Complex Molecules Detected in Ancient Galaxy Near The Dawn of Time

The James Webb Space Telescope has made an astounding discovery in a galaxy hanging out in the early Universe, less than 1.5 billion years after the Big Bang.

From light that traveled for over 12 billion years from a galaxy known as SPT0418-47, astronomers teased out the spectral signal of complex molecules – the polycyclic aromatic hydrocarbons (PAHs) that make up some of the dust grains in the clouds that drift between the stars, soaking up the light and re-emitting it at infrared wavelengths.

This dust suggests a rapid rate of star formation, which is typical for a galaxy from this early era of the universe. But the dust is not evenly distributed, and that suggests that this star creation may be traced to multiple areas within the galaxy, according to a team led by astronomer Justin Spilker of Texas A&M University.

And the capacity to perform such a comprehensive survey of such a distant galaxy is honestly pretty danged mind-blowing.

"Here we present James Webb Space Telescope observations that detect the 3.3-micrometer PAH feature in a galaxy observed less than 1.5 billion years after the Big Bang.

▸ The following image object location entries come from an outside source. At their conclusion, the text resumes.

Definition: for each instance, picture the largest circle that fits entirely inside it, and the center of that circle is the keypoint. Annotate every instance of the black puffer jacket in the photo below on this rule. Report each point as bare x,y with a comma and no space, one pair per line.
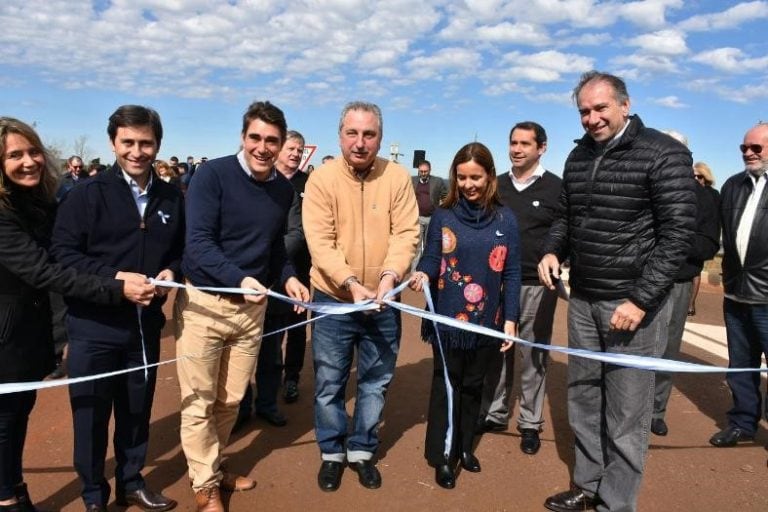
628,216
749,281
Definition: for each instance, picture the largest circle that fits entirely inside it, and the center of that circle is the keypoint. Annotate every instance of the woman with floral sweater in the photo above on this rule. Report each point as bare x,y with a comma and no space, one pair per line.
472,264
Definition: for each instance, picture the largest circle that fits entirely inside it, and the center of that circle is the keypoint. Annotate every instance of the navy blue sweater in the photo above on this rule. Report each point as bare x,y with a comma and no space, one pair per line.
235,226
99,231
472,259
535,209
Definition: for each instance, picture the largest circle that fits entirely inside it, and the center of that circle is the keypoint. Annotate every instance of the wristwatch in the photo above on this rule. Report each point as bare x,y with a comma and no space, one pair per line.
348,282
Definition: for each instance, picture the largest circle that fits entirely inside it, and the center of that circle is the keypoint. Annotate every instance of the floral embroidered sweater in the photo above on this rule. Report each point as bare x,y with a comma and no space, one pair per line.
472,258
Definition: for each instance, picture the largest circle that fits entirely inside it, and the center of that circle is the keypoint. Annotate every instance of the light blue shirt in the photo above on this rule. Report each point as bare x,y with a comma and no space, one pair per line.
140,197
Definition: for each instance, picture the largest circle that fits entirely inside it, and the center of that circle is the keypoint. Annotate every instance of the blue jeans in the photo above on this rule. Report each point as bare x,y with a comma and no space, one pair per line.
334,339
609,407
746,327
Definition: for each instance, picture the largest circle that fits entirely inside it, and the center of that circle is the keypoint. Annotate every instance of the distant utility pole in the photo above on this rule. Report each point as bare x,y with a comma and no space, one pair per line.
394,151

According to the researchers, star formation predominates infrared emission throughout the galaxy rather than black hole accretion because of the high equivalent width of the PAH feature.

"Our observations demonstrate that differences in emission from PAH molecules and large dust grains are a complex result of localized processes within early galaxies."

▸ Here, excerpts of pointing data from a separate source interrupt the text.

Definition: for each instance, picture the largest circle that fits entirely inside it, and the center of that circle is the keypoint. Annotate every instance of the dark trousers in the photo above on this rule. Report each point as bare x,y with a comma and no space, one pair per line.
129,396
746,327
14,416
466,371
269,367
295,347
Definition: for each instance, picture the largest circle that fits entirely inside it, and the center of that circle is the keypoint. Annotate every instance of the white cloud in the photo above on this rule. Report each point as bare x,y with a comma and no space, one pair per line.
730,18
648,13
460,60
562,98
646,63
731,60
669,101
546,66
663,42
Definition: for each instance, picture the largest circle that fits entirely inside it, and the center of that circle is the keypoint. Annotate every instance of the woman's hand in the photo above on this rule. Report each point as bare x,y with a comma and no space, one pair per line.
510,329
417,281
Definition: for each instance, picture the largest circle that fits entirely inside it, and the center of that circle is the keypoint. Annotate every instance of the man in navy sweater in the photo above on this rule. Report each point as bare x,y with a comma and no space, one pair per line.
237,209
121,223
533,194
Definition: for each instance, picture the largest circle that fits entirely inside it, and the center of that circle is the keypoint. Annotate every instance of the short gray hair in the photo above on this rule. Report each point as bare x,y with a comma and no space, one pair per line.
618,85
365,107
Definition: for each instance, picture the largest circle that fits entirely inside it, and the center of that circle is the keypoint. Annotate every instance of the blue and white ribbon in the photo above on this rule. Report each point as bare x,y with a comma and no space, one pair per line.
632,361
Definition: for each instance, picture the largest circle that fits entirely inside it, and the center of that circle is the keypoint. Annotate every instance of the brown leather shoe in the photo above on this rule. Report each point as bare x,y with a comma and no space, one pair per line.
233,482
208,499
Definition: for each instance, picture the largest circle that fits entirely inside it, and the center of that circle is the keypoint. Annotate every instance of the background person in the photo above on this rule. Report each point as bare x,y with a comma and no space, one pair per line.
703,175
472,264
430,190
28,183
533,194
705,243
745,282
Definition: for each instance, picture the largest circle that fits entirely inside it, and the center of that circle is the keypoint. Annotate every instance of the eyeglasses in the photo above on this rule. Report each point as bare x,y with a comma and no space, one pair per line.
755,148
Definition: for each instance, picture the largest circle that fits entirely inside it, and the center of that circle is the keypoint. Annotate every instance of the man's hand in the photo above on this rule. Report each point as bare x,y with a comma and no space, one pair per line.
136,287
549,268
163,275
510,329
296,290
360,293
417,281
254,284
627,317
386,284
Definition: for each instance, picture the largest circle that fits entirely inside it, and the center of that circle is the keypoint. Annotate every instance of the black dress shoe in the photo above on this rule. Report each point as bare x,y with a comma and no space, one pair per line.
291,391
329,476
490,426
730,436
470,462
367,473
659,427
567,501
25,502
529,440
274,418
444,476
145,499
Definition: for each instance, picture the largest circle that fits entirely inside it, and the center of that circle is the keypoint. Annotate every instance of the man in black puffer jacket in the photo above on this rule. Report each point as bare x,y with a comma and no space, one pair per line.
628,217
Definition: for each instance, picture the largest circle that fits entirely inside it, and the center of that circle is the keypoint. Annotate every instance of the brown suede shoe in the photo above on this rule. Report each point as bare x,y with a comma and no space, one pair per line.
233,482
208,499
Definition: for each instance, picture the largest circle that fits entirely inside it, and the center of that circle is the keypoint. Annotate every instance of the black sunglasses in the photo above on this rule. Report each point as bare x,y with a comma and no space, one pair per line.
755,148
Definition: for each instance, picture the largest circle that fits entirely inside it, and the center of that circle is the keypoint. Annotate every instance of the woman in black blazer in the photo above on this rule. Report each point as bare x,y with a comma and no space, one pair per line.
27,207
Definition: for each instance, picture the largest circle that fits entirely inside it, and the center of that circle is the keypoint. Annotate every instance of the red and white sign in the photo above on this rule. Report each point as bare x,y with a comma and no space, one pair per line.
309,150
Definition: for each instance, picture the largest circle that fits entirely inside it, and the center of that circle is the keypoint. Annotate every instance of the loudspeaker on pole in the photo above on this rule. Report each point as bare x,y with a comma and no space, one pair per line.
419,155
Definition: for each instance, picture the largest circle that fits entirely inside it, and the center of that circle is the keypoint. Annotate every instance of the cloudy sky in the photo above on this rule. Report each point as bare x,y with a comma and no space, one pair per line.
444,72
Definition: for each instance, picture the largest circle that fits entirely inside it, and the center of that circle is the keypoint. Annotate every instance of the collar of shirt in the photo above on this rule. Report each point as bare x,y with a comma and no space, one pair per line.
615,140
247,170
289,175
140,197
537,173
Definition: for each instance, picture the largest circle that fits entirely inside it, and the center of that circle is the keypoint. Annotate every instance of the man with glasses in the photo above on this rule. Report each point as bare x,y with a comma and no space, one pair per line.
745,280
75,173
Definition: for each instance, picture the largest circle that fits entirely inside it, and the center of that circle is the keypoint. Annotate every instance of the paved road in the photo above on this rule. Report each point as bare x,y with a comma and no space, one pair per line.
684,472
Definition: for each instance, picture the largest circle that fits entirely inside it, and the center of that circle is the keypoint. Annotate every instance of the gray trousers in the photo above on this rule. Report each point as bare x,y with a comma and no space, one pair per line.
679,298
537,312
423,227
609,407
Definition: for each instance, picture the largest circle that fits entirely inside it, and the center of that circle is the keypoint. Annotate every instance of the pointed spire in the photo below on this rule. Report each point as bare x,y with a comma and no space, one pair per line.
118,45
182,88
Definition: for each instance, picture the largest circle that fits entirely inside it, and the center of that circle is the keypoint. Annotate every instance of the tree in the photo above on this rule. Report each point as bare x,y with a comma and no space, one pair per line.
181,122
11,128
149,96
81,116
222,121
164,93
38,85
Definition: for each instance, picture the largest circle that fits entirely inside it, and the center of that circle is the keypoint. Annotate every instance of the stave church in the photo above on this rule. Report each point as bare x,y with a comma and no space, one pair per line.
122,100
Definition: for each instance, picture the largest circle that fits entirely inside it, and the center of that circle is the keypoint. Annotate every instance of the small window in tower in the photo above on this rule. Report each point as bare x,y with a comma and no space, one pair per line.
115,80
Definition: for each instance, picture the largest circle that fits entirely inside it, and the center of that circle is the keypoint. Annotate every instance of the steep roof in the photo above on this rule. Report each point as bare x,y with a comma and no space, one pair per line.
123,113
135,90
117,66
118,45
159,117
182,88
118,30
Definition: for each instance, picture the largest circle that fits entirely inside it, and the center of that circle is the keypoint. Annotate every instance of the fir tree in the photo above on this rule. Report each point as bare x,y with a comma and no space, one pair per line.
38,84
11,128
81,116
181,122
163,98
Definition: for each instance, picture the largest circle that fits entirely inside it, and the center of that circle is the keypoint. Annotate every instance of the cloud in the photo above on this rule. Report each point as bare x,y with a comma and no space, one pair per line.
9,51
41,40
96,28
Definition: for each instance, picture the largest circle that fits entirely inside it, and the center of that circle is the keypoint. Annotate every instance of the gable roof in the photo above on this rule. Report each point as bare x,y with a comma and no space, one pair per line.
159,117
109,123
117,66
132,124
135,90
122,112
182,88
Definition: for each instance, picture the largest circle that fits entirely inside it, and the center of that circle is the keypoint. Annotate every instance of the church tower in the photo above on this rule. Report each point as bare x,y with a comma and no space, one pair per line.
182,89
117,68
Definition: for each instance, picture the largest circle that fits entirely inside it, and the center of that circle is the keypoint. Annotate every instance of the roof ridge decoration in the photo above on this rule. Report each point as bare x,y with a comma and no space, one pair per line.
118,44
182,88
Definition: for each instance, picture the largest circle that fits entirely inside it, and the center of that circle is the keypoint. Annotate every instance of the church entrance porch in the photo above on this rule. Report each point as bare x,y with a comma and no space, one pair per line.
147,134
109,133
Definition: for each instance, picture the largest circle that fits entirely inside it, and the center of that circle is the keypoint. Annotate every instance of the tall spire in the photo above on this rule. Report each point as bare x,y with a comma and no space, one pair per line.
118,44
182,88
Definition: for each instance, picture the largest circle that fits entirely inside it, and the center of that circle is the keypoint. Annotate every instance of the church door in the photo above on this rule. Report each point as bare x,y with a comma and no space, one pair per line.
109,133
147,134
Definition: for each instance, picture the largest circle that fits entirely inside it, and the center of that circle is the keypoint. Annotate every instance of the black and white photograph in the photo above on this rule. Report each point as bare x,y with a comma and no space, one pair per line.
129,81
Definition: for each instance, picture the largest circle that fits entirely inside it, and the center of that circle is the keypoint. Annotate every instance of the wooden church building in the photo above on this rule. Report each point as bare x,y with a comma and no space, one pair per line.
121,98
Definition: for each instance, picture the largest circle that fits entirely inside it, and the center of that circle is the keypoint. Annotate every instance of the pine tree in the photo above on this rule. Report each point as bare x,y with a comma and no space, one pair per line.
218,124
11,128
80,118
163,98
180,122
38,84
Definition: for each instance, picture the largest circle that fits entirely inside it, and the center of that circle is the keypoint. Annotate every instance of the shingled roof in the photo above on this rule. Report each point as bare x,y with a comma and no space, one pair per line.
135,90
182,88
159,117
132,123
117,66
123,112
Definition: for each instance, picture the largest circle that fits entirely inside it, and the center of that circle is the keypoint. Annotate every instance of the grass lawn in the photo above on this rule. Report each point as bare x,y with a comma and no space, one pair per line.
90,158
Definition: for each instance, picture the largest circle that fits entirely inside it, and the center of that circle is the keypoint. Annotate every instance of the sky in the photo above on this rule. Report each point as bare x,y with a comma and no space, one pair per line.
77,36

Despite its lofty tone, polycyclic aromatic hydrocarbons are not extremely uncommon. They are as prevalent as soot on Earth. because of the soot on them. They belong to a group of organic compounds that can develop when organic matter is compressed and heated and contain a ring of carbon atoms. Coal includes PAHs; so does smoke, smog, and crude oil.

As far as we know, the majority of the PAHs in the universe have non-biological origins, but the origins of PAHs can also be non-biological. And there are a lot of them out there.

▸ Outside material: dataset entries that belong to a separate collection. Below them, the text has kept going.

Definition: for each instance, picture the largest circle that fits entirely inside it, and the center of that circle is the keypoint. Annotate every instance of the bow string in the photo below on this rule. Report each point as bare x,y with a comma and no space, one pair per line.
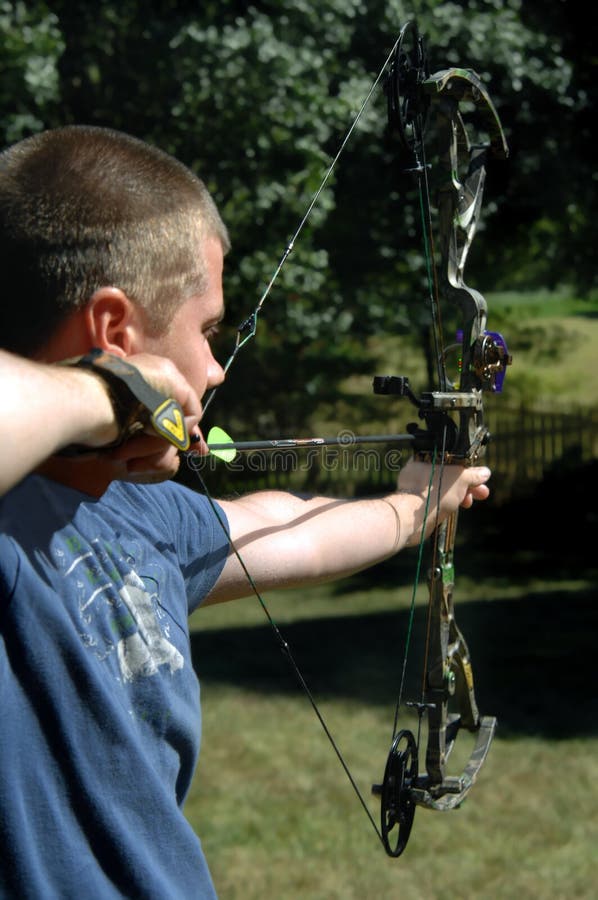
451,428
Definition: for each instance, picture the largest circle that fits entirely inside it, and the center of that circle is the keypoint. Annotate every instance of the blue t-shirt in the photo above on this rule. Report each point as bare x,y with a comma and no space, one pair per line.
99,705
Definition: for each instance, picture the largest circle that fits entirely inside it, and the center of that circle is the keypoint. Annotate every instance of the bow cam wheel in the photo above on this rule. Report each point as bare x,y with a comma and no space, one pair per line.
397,803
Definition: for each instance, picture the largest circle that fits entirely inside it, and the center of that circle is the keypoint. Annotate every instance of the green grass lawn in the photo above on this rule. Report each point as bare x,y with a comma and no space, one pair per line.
276,814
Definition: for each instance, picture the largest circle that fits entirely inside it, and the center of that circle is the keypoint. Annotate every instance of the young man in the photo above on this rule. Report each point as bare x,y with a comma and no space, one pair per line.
107,243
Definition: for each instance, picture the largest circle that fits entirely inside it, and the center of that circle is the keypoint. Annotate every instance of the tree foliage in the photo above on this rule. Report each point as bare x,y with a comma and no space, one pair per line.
256,98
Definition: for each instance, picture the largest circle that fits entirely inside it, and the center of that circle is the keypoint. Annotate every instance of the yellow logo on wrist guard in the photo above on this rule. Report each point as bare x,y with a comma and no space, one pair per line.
169,422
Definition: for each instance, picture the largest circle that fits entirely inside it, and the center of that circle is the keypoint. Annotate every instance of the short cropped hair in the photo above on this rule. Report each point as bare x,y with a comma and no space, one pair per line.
84,207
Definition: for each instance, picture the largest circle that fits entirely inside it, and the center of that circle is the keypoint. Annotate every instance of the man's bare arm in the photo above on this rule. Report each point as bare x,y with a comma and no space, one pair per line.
286,541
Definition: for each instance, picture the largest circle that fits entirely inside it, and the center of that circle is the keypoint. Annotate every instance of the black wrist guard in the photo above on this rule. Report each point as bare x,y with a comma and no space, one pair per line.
134,401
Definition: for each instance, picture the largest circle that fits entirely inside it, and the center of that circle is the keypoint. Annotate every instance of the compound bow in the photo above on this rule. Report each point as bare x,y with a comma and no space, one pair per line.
454,431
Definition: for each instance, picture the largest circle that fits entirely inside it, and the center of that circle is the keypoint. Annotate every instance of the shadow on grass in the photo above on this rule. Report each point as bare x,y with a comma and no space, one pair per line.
533,654
533,660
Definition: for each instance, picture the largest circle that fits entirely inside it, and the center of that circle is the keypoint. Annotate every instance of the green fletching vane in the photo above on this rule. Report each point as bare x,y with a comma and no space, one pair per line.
219,436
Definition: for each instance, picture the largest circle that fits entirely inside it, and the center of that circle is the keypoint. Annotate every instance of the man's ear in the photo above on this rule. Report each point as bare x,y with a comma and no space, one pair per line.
113,322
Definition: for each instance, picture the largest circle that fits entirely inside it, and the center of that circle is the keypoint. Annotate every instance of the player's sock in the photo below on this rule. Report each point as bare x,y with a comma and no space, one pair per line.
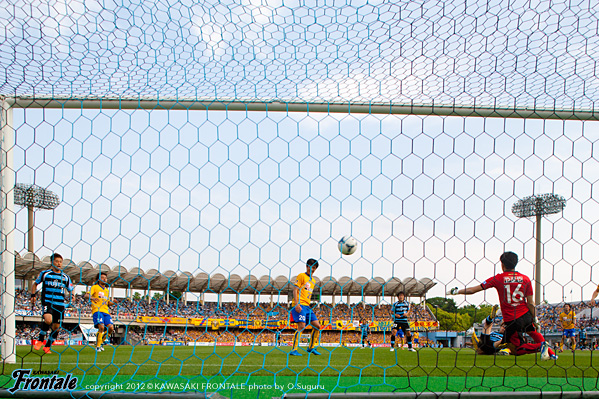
99,339
53,336
314,338
537,337
296,340
44,331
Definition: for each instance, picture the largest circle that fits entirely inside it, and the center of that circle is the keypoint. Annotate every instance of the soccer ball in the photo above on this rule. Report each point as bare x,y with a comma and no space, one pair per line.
348,245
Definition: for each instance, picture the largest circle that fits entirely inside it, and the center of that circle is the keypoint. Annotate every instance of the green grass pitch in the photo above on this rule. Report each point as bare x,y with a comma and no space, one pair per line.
261,371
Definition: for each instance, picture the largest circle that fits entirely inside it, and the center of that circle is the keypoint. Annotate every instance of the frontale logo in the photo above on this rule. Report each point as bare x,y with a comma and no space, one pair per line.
24,382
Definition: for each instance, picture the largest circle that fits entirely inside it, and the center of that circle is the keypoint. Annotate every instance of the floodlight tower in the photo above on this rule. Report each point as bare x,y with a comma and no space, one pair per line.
538,205
32,197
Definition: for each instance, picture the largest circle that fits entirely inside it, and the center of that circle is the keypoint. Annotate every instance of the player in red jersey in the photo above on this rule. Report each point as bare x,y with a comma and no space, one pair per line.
515,299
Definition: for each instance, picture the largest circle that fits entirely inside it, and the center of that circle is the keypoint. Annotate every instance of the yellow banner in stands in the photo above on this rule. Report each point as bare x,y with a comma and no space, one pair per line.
344,325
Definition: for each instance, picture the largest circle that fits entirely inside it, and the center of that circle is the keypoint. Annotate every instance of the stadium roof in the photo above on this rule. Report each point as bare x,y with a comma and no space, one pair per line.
84,273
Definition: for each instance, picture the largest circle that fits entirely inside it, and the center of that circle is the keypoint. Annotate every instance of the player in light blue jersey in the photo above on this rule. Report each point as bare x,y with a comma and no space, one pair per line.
57,292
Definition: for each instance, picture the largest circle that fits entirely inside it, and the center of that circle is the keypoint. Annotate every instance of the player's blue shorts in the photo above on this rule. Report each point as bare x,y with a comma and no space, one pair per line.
306,316
102,318
569,332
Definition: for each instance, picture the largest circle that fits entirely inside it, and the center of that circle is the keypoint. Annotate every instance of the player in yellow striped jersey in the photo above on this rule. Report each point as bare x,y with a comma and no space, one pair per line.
100,312
301,313
568,320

Previous work estimates roughly 15 percent of all carbon between the stars in galaxies like ours is wrapped up in PAHs. They are regarded as a pretty accurate tracer of star formation, with the majority of that material drifting between the stars as dust in the interstellar medium.

Although we have found PAHs in other galaxies, it is much more difficult to find them in very distant galaxies. These molecules absorb light and re-emit it in infrared wavelengths, and previous infrared telescopes had vastly limited sensitivity and coverage. However, we now have the JWST, the most powerful space telescope ever built, strongest in infrared wavelengths.

But on its own, that isn't nearly enough. To make such an in-depth observation, JWST had to make use of gravitational lensing, a peculiarity of physics. This is a gravitational curvature of space-time that occurs around massive objects in the Universe. Imagine a bowling ball put on a trampoline: In reaction to the weight, the trampoline's fabric expands and warps.

Space-time does something similar around massive objects such as galaxies and galaxy clusters, but there's a bonus. Because space-time is distorted and stretched, any light moving through it likewise becomes deformed, amplified, and occasionally duplicated. By effectively using these lenses as a form of cosmic magnifying glass, we can greatly increase the power of our telescopes.

Between us and SPT0418-47 is another galaxy, at a distance of around 3 billion light-years, providing that lensing oomph. This means when JWST took observations of the galaxy as part of the TEMPLATES Early Release Science program, it was able to get enough detail that Spilker and his colleagues could tease out the spectral signature of the light emitted by PAHs at a mid-infrared wavelength of 3.3 micrometers.

This constitutes the most distant detection to date of complex aromatic molecules, and although there's a lot we still don't know – the reason for the uneven distribution of PAHs throughout the galaxy is unknown – it bodes excitingly well for future studies of the evolution of galaxies in the early Universe.

The research has been published in Nature.